Губернские правления давно признаны в центральной России учреждениями совершенно отжившими и лишними. За исключением специальных отделений, – врачебного, межевого, строительного, губернское правление, в тесном смысле слова, почти не имеет дел в губерниях, не включенных в черту еврейской оседлости. Там редко можно увидеть просителей в здании правления, и потому советники, секретарь и делопроизводители его имеют обыкновенно массу свободнаго времени. Но в Бессарабии дело обстояло совершенно иначе. Там, в производстве губернского правления, не считая его специальных отделений, сосредоточивалось в год 10.000 дел, и чиновники изнемогали под бременем составления журналов, особенно по еврейским делам, работая постоянно не только в присутственные часы, но и по вечерам. Искусство делопроизводителей в составлении журналов стояло у нас высоко, и способность их доказать, что угодно, на основании прецедентов и решений сената, вызывала изумление. Направление, которое дал в этом отношении бессарабскому губернскому правлению Устругов, состояло в измышлении всевозможных тонкостей и толкований, с целью довести до крайних пределов стеснение евреев законами, ограничивающими их права. Надо сознаться, что преследование евреев было доведено Уструговым до степени художественной, и для обхода закона в ущерб евреям он изыскивал средства, во всяком случае, не менее оригинальные, чем те, которые измышляли сами евреи, с целью обойти закон в свою пользу. Сборник сенатских решений пестрит упоминаниями о Бессарабии, и нет другой губернии, в которой постановления губернскаго правления по еврейским делам подвергались бы столь частой отмене. Но это обстоятельство не смущало Устругова. Решения сената мало имеют значения для жалобщиков, так как они обыкновенно появляются уже после того, как обстоятельства изменились, и проситель не может воспользоваться результатами благоприятнаго для него исхода дела. Что же касается руководящаго значения таких решений, для однородных случаев, то Устругов в этом отношении поступал просто: он решениями сената не руководствовался, а иногда шел еще дальше – оставлял эти решения без исполнения, за что, наконец, подвергся ответственности.

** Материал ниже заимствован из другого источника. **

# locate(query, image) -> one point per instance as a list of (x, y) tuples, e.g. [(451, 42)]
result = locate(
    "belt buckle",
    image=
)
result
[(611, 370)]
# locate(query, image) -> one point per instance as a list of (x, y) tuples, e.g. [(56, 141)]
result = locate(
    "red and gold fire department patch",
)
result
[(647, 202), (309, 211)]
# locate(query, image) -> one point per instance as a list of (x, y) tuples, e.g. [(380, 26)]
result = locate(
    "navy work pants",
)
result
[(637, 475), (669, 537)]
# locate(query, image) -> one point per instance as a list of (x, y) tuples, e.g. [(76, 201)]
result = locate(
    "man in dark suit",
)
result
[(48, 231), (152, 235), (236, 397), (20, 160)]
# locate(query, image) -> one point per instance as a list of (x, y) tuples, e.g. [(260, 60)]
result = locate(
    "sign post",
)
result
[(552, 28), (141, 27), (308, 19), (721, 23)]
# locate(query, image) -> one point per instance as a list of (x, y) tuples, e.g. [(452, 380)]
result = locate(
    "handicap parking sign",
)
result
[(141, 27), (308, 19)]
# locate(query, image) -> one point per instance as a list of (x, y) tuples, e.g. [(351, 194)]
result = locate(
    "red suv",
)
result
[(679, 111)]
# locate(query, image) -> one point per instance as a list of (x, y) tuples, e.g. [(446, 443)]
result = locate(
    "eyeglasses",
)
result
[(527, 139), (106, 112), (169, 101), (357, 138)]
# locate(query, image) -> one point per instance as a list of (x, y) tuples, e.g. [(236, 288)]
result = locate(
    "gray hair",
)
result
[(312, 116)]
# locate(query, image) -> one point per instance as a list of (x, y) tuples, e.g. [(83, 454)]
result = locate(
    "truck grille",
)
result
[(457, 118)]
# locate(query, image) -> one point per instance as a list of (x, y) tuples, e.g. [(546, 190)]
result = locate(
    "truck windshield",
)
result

В 1906 году, я, в качестве товарища министра внутренних дел, участвовал в рассмотрении сенатом вопроса о преданы Устругова суду за систематическое уклонение от исполнения сенатских решений и за представление, при своем объяснении, заведомо неверной копии с одного из постановлений губернскаго правдения по еврейскому делу. Но и в этом случае знаменитый крючкотворец и искусник остался безнаказанным, так как, за неделю до рассмотрения его дела в сенате, он окончил свое земное существование. Дело было прекращено за его смертью.

Много потребовалось энергии и труда со стороны нового вице-губернатора Блока, чтобы ввести деятельность бессарабскаго губернского праяления в рамки закона. Умы делопроизводителей, натасканных на травлю евреев, не сразу могли прийти в равновесие, и бедный И.Л. по многу раз собственноручно переделывал проекты их журналов, забросив для этого даже игру на виолончели – единственное свое развлечение. Часто он приходил ко мне показать курьезы уструговскаго режима, на которые наталкивался при разрешении дел. Один из таких случаев мне хочется здесь рассказать.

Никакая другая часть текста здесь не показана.